The real skill isn’t memorizing formulas. It’s understanding the tradeoffs. AABB is fast but less accurate for rotated objects. Circles are forgiving but don’t fit all shapes. Pick the right tool for your game, implement it cleanly, and optimize only where you actually need it.

Complex game scene with multiple collision detection types highlighted showing AABB boxes and circular collision zones

You’re Ready

Collision detection isn’t magic. It’s straightforward geometry applied in your game loop. You’ve got the formulas. You’ve seen the code. You understand the tradeoffs between rectangles and circles.

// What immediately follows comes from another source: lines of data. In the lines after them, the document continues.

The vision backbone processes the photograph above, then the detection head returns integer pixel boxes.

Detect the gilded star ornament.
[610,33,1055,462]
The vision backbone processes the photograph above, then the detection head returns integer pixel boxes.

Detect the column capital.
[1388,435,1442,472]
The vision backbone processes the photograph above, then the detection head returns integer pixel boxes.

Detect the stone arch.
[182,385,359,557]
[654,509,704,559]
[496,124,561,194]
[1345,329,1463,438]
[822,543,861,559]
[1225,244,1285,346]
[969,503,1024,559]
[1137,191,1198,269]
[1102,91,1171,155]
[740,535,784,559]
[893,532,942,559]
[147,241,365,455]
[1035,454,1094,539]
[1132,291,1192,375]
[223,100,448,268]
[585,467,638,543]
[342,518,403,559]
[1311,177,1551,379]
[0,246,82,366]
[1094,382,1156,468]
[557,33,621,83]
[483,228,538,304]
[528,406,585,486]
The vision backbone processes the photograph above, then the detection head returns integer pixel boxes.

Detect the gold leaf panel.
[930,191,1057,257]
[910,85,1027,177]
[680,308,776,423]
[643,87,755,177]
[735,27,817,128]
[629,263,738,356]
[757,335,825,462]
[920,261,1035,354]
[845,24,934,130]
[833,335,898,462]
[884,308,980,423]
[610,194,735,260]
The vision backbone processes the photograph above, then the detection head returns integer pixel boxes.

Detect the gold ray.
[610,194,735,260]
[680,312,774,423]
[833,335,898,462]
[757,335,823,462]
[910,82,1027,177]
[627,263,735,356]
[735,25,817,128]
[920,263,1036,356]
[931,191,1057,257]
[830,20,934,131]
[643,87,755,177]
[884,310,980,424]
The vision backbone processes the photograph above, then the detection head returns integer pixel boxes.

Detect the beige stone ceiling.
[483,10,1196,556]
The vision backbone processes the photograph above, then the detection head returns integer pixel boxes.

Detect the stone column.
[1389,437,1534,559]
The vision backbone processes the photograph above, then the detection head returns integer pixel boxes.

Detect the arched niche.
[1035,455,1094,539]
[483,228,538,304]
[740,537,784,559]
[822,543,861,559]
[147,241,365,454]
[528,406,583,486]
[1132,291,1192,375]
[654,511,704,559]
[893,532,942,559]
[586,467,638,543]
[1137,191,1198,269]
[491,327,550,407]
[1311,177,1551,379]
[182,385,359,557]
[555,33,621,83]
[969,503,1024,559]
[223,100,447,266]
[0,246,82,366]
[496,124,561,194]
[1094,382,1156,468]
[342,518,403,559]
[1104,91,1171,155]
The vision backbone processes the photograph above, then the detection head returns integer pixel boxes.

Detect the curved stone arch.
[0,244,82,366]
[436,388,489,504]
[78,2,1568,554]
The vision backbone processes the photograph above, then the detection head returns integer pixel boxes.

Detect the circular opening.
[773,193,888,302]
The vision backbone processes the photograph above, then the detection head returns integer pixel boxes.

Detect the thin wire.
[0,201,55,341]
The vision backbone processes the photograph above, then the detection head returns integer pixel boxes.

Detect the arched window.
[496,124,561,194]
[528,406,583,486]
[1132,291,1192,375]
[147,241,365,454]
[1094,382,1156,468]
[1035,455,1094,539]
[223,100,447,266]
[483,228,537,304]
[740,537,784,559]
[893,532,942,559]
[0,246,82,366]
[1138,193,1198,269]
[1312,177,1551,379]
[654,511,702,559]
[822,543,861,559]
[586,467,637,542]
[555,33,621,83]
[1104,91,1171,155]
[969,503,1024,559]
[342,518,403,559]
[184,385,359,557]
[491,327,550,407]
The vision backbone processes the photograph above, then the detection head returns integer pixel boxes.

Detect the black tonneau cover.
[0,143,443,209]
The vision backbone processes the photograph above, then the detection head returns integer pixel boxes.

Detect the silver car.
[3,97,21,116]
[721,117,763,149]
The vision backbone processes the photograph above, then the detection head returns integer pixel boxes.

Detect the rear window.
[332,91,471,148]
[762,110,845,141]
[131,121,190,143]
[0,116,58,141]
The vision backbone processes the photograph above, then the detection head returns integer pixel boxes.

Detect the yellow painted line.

The next step is integrating this into your game. Start with a simple test — two moving squares that bounce when they touch. Then add circles. Then scale up. You’ll run into edge cases and performance questions. That’s where learning actually happens.

Want to go deeper? Check out the related articles below. They’ll help you build the game loop that runs your collision checks and show you how to draw sprites that match your collision shapes. By the time you’re done, you’ll have a solid foundation for any 2D game you want to build.

Educational Content

This article provides educational information about collision detection concepts and basic implementation approaches. While the code examples are functional, specific performance characteristics and optimization requirements may vary based on your particular game engine, target platform, and game complexity. Always test implementations thoroughly in your own project context and consider consulting the official documentation for your chosen game framework or engine.